Anyway, that is just an aside. I have some deeper questions for actual R-data.frames/data.table/dplyr and python-pandas users. I've come up with a macro @select which easily combines the notation of dplyr's select and mutate together (my Tables are immutable, so mutate doesn't even make sense in Julia). It is used like:

@select(table, col1, newname = col2, newcol::newtype = col1 -> f(col1))

where it has three possible behaviours, respectively: selecting a column, renaming a column (and including it) and creating a new column via a row-by-row calculation. The syntax is quite constrained by the semantics of Julia, but any comments or suggested improvements would be welcome!

I tried to emulate dplyr-like syntax since it seems to have the preferable syntax (compared to R's data.table, which people seem to prefer for speed not syntax). As such, I was hoping to implement @filter, @arrange etc. Suggestions and greedy desires from other data manipulators would be useful at this early stage!

datnamer commented 8 years ago

@andyferris have you seen this? https://github.com/JuliaStats/DataFramesMeta.jl

nalimilan commented 8 years ago

Sounds like a good strategy. As @datnamer, I think the state of our reflections with regard to this is in DataFramesMeta (see also the issues in that project). It would make sense to follow SLQ/LINQ/dplyr as much as possible, unless there's a good reason not to.

There has also been some discussion regarding APIs here: https://github.com/JuliaStats/DataFrames.jl/issues/369.

datnamer commented 8 years ago

This may be premature, but are there any thoughts on SQL code generation?

Edit: There is also this https://github.com/MikeInnes/Flow.jl. I wonder if that can help (query planning, delayed eval etc)

andyferris commented 8 years ago

@datnamer: quick answer regarding SQL is "no". But thank you to both of you for interesting reads (I definitely had seen DataFramesMeta quite some time ago but hadn't thought about it lately).

Regarding #369, the point is just syntax where you write code in devectorized form? I think my new @select macro should be fine for this since it uses a hidden comprehension, which allow for pretty generic code inside. The user can declare the element type but not the container type (so its hard to use NullableArrays or pooled data structures - I need to think more about this).

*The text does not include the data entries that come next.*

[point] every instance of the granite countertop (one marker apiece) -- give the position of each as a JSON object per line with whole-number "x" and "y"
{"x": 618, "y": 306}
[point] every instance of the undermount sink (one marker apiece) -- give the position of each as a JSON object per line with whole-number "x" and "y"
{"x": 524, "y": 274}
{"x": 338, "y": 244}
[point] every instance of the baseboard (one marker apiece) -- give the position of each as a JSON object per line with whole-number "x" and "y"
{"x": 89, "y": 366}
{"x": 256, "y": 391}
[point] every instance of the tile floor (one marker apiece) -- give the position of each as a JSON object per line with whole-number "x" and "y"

nalimilan commented 8 years ago

Regarding #369, the point is just syntax where you write code in devectorized form? I think my new @select macro should be fine for this since it uses a hidden comprehension, which allow for pretty generic code inside. The user can declare the element type but not the container type (so its hard to use NullableArrays or pooled data structures - I need to think more about this).

Well, mostly, but it would also allow you to refer to all existing columns as variables, as well as to create new ones like you would create variables. So it would take a complete code block instead of short expressions passed as separate arguments. See the example I provided there. It's particularly useful when combining several variables using if to create a new one. Then there's also the question of propagating nulls automatically, which is a bit harder.

nalimilan commented 5 years ago

Closing as we're not going to make the DataFrame type encode column type information in 1.0.